Al netto della vicenda giudiziaria che coinvolge il venticinquenne attore francese Sofiane Bennancer, accusato di stupro da alcune donne e per questo finito sulla prima pagina di “Libération”, il nuovo film da regista di Valeria Bruni Tedeschi, il suo settimo, non mi sembra una riuscita, nonostante l’aura da piccolo capolavoro che lo circonfonde. In originale si chiama “Les Amandiers”, cioè i mandorli, dal nome di una prestigiosa scuola di recitazione che nacque attorno al Théâtre des Amandiers di Nanterre, a lungo diretta da Pierre Romans; da noi esce giovedì 1° dicembre, targato Lucky Red, col titolo internazionale “Forever Young”, ma la canzone degli Alphaville non si sente, tanto meno quella antecedente di Bob Dylan.
Sul filo dei ricordi, lei frequentò davvero quella scuola prima di farsi conoscere in Italia comparendo in “Storie di ragazzi e di ragazze” di Pupi Avati, 1989, la regista italofrancese inventa sullo schermo una specie di alter-ego che molto le somiglia da giovane: Stella, incarnata dalla burrosa e bionda Nadia Tereszkievicz.
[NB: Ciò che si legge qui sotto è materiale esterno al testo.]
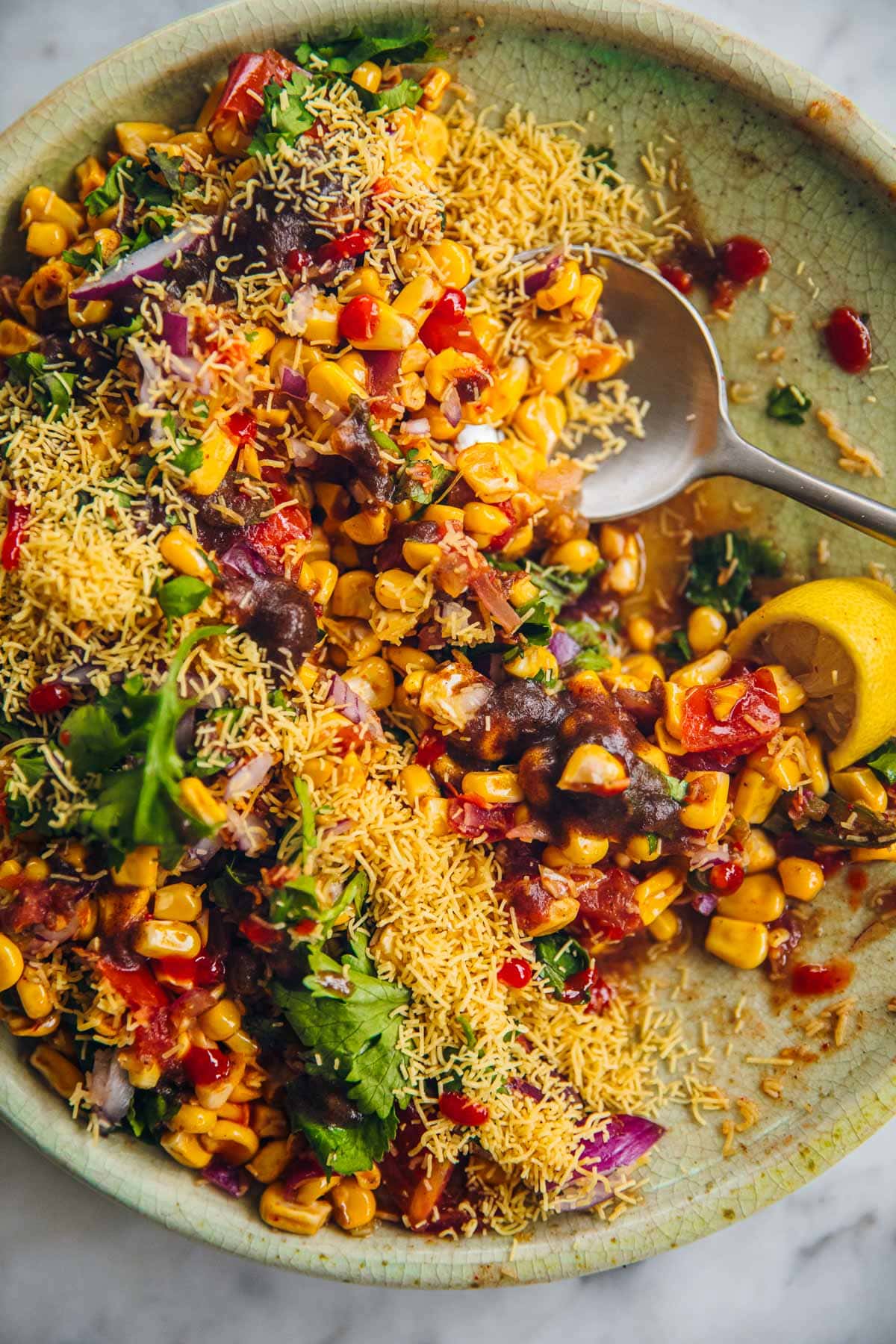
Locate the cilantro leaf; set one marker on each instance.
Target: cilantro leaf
(181, 594)
(788, 403)
(884, 761)
(723, 567)
(559, 957)
(50, 388)
(347, 1016)
(285, 116)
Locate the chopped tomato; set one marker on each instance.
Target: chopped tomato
(247, 77)
(270, 538)
(448, 327)
(139, 988)
(753, 719)
(16, 532)
(470, 818)
(348, 245)
(359, 317)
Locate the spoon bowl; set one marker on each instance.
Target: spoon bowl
(688, 435)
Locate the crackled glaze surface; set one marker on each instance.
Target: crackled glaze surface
(771, 152)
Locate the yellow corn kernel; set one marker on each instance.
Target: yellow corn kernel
(354, 1206)
(420, 554)
(417, 784)
(445, 369)
(354, 594)
(707, 629)
(532, 660)
(393, 331)
(46, 238)
(860, 785)
(371, 526)
(417, 302)
(593, 768)
(167, 939)
(588, 299)
(186, 1149)
(759, 853)
(398, 591)
(11, 964)
(754, 796)
(178, 900)
(703, 671)
(34, 998)
(790, 692)
(579, 556)
(235, 1144)
(287, 1216)
(815, 765)
(665, 927)
(801, 878)
(140, 867)
(657, 892)
(739, 942)
(193, 1120)
(758, 900)
(220, 450)
(600, 362)
(488, 473)
(435, 812)
(16, 339)
(270, 1162)
(563, 288)
(143, 1074)
(62, 1074)
(40, 205)
(368, 75)
(494, 785)
(707, 799)
(196, 799)
(332, 383)
(136, 136)
(374, 680)
(541, 420)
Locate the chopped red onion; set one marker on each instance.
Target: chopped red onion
(450, 406)
(146, 264)
(293, 383)
(563, 647)
(233, 1180)
(536, 280)
(354, 707)
(175, 329)
(249, 776)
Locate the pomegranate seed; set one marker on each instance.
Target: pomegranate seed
(726, 877)
(514, 974)
(49, 698)
(462, 1110)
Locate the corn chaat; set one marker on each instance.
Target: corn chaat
(343, 761)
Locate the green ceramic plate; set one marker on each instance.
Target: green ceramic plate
(768, 152)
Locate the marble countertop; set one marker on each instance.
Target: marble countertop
(77, 1269)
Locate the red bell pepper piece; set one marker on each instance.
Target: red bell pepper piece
(448, 327)
(751, 722)
(139, 988)
(16, 532)
(247, 77)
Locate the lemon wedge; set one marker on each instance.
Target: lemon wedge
(837, 638)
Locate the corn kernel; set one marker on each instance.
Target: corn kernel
(738, 941)
(801, 878)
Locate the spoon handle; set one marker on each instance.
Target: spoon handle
(734, 456)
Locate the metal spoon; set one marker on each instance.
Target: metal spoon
(688, 432)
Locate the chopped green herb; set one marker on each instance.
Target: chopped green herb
(788, 403)
(723, 567)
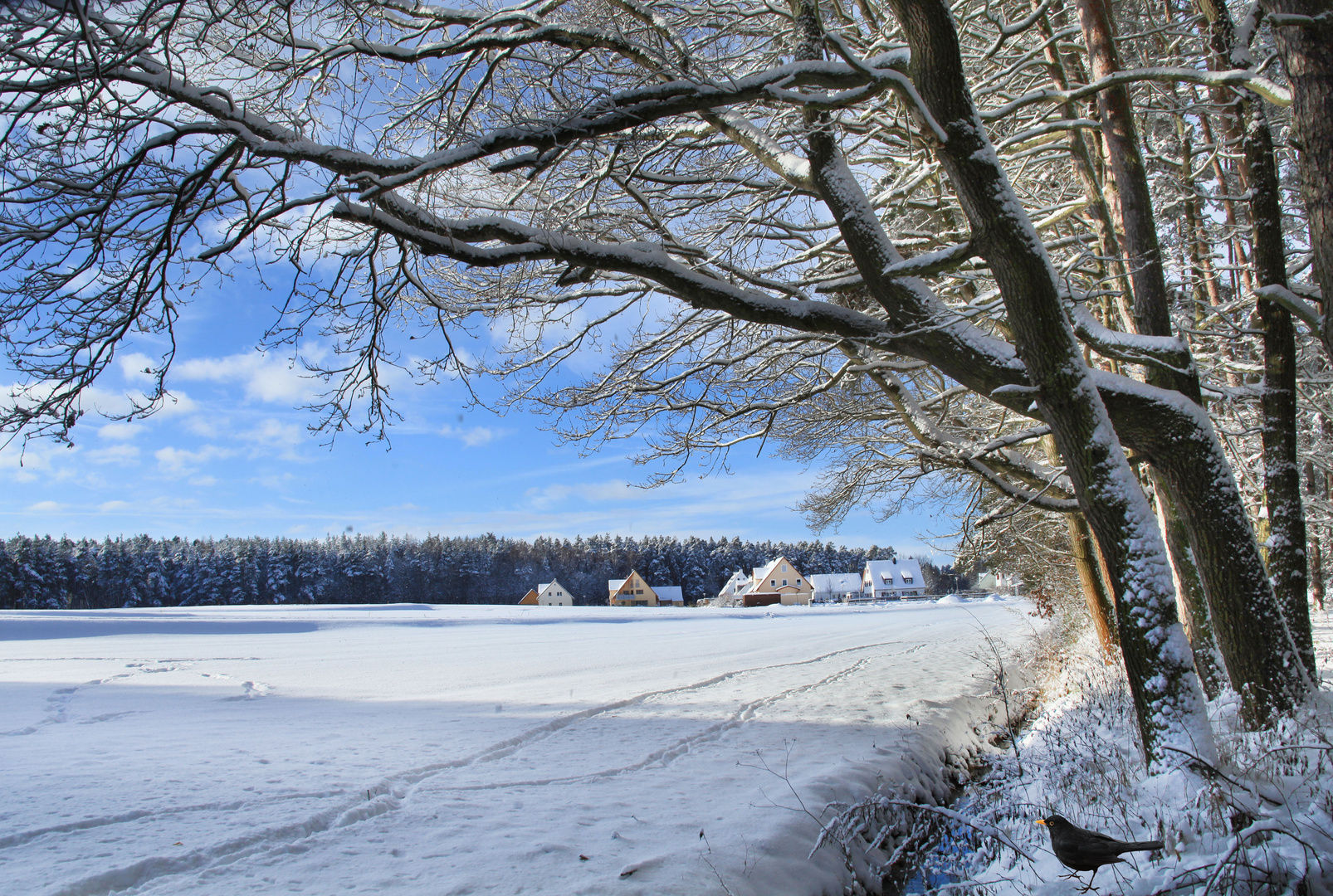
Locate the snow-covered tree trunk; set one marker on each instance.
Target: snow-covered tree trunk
(1157, 659)
(1287, 558)
(1304, 33)
(1192, 599)
(1101, 607)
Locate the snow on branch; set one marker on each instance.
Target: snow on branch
(1271, 91)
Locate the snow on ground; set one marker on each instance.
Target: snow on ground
(466, 750)
(1262, 825)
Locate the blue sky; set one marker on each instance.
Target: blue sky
(232, 455)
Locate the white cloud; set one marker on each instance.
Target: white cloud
(178, 461)
(263, 377)
(274, 434)
(473, 436)
(118, 431)
(138, 368)
(114, 455)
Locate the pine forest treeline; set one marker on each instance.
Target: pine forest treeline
(56, 573)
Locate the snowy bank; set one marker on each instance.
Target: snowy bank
(1258, 821)
(468, 750)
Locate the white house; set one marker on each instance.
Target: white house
(836, 587)
(636, 592)
(779, 582)
(735, 590)
(551, 593)
(1000, 583)
(892, 580)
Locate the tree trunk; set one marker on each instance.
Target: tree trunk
(1306, 48)
(1168, 700)
(1277, 402)
(1190, 595)
(1126, 164)
(1100, 603)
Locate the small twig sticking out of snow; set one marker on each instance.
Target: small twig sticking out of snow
(980, 827)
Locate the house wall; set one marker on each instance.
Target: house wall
(633, 592)
(556, 595)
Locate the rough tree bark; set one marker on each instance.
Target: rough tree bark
(1304, 33)
(1287, 558)
(1160, 668)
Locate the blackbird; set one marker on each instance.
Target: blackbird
(1082, 850)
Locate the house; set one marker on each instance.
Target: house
(734, 590)
(892, 580)
(636, 592)
(836, 587)
(1000, 583)
(778, 583)
(670, 597)
(551, 593)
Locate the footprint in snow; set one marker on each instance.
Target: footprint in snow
(251, 691)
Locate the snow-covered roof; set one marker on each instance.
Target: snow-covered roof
(895, 573)
(737, 584)
(836, 583)
(769, 572)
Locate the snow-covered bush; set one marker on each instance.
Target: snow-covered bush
(1260, 821)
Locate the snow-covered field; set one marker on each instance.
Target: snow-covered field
(464, 750)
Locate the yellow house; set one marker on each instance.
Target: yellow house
(549, 593)
(779, 583)
(631, 592)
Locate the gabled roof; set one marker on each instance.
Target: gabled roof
(769, 572)
(893, 573)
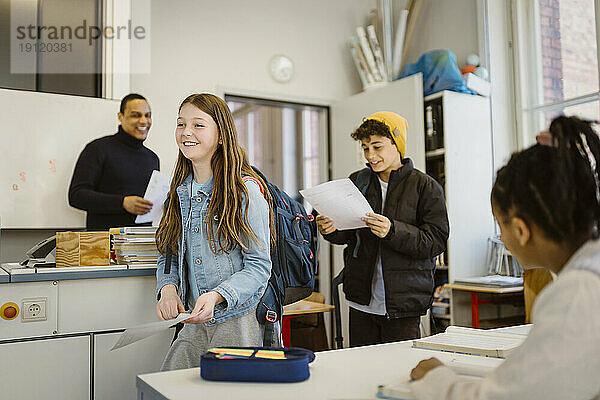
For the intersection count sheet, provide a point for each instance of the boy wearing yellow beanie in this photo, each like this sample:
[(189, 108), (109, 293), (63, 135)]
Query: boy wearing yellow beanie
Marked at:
[(389, 264)]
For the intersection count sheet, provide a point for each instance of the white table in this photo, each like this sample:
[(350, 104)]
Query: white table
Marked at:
[(338, 374)]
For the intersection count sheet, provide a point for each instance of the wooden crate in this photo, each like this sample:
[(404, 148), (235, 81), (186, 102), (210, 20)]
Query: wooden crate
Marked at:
[(75, 249)]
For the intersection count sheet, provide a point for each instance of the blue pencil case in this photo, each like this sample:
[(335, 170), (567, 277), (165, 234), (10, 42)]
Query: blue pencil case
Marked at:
[(256, 364)]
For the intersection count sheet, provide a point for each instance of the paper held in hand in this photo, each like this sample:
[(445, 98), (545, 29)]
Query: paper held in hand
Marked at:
[(132, 335), (156, 192), (341, 201)]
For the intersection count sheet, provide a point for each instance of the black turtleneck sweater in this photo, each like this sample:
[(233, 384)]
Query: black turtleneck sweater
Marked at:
[(108, 169)]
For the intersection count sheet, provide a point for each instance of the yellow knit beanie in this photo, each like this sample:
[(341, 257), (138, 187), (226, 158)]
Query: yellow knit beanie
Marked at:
[(398, 127)]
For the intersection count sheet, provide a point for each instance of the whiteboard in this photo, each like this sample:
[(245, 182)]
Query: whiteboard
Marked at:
[(41, 136)]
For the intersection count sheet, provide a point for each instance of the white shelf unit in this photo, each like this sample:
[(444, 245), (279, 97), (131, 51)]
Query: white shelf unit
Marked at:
[(465, 154)]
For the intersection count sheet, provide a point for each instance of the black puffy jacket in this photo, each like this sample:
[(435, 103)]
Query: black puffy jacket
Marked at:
[(416, 207)]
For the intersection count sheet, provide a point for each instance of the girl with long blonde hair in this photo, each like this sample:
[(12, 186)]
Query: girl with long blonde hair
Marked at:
[(214, 238)]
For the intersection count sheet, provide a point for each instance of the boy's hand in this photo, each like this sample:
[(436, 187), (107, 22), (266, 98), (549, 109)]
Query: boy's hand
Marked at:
[(379, 224)]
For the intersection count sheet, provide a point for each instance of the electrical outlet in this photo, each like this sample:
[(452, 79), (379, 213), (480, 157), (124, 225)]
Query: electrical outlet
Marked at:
[(34, 309)]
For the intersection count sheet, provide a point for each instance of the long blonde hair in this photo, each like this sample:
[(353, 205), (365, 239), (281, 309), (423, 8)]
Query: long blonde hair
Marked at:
[(229, 164)]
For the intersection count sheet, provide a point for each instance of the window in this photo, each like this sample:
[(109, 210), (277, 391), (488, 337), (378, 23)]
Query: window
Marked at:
[(286, 141), (556, 61)]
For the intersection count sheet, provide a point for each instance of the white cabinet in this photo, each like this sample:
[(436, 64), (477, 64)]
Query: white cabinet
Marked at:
[(115, 371), (461, 159), (53, 369)]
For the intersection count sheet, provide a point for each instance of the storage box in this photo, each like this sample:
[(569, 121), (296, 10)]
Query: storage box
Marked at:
[(74, 249)]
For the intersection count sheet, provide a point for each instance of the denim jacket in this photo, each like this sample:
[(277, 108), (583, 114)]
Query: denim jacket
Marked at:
[(239, 276)]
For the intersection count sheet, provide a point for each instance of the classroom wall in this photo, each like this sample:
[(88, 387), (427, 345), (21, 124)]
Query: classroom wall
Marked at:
[(208, 46)]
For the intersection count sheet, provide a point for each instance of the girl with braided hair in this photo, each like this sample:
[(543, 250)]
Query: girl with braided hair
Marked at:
[(546, 201)]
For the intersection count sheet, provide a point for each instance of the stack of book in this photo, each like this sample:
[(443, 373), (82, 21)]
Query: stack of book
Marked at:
[(379, 53), (135, 246)]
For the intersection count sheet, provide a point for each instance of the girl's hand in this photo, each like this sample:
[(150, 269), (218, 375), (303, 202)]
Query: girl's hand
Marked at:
[(325, 225), (379, 224), (423, 367), (169, 306), (206, 304)]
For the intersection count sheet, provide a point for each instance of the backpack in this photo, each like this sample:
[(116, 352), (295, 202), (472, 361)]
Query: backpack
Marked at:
[(294, 258)]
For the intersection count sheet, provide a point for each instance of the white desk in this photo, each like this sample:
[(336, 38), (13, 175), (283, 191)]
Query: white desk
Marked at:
[(337, 374)]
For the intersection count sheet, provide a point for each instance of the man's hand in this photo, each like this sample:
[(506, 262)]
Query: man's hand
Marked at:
[(205, 303), (379, 224), (136, 205), (325, 225), (169, 306), (423, 367)]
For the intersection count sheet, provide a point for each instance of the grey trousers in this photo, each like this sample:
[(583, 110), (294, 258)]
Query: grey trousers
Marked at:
[(195, 339)]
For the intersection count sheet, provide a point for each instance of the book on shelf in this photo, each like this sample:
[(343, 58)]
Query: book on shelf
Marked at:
[(399, 43), (498, 281), (135, 245), (479, 342), (132, 230), (363, 67), (368, 53), (357, 63), (377, 51)]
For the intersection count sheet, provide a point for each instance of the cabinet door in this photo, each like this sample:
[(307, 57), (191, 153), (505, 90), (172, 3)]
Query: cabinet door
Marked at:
[(115, 372), (46, 369), (404, 97)]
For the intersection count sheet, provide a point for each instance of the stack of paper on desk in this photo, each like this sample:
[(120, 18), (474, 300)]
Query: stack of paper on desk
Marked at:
[(472, 341), (492, 281)]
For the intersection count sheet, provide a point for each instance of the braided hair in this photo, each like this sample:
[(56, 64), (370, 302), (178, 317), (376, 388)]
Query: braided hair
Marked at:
[(555, 187)]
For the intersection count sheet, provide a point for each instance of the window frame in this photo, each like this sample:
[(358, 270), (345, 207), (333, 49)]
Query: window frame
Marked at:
[(528, 71)]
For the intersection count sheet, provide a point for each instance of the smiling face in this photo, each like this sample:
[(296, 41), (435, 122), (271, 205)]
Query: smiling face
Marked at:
[(381, 153), (136, 119), (196, 134)]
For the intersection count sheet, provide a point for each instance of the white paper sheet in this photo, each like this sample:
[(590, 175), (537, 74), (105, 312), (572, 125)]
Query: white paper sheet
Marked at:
[(341, 201), (132, 335), (156, 192)]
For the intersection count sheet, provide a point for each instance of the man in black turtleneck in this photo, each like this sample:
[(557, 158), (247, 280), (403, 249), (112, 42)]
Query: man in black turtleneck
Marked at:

Aspirante attrice tendente all’esagerazione nelle audizioni, per via dei gesti plateali, Stella finisce nel gruppo di quaranta studenti che resteranno dodici a fine corso, in vista di uno spettacolo da portare in scena.
Siamo a Nanterre nel 1986, lo sappiamo dagli echi della tragedia di Chernobyl, e certo il direttore artistico del teatro, il carismatico Patrice Chéreau, non è un tipo facile: collerico e cocainomane, gli piace sedurre all’occorrenza gli studenti maschi. L’idea è di preparare “Platonov” di Cechov, ma gli allievi sembrano svogliati. Sarà perché sono nel pieno della giovinezza, belli, irresponsabili e sessualmente promiscui, pure gasati da una visita al mitizzato Actors Studio di New York.
Il film, lungo più di due ore e si sente, isola fondamentalmente la scorticata storia d’amore che si sviluppa tra la facoltosa Stella, con tanto di maggiordomo, e l’ispido Etienne, un tipo “maledetto”, pure affascinante, ma dalla scarsa vocazione artistica nonché tossicomane (lo incarna il succitato Sofiane Bennancer, compagno nella vita della regista). E intanto assistiamo alle prove incasinate dello spettacolo, a varie crisi di nervi, agli intrecci sentimentali tra studenti, alla nascita di un pargoletto, alla crescente paura dell’Aids tra le studentesse.
“Non è un passatempo recitare, è pericolo, difficile: è la vita che dovreste rappresentare” teorizza Chéreau, al quale Louis Garrel, pure lui in passato fidanzato di Bruni Tedeschi, presta il suo viso aguzzo e il corpo magro. Ma quei giovani attori paiono più presi da altro: da pulsioni estreme, da entusiasmi infantili. In fondo sono degli immaturi, tutti concentrati su sé stessi e i loro apparenti problemi.
Bruni Tedeschi applica alla regia uno spolvero di “nouvelle vague”, diciamo una sorta di improvvisazione tesa a cogliere l’attimo più o meno fuggente, gli svolazzi dei corpi e degli umori; il suo è un cinema della chiacchiera, benché alla base ci sia una sceneggiatura scritta da lei insieme a Noémie Lvovsky e Agnès de Sacy. Viene evocato Bertolucci, e in effetti alcuni di quei giovanotti sembrano uscire da “The Dreamers”, si parla di “Pentesilea” di von Kleist, sentiamo tanto pianoforte di sottofondo, alcune canzoni famose, due volte “Guarda che luna” di Buscaglione, la seconda arpeggiata alla chitarra, quasi sussurrata dalla voce fantasmatica di Etienne (esistito davvero, anche se si chiamava Thierry Ravel). L’autobiografismo è dappertutto nell’aria, anche se rielaborato in chiave di ritratto generazionale, con un vago spirito mortuario; ma del resto non c’è un film, tra quelli da lei diretti, in cui Valeria Bruni Tedeschi non parli sostanzialmente di sé.
PS. A proposito di giovani attori, prove teatrali, Cechov e cinema, mi permetto di ricordare il giapponese “Drive My Car”. Lì c’era da mettere in scena “Zio Vanja” e sentivi impegno e concentrazione, non solo la frenesia gasata e pansessuale dei vent’anni.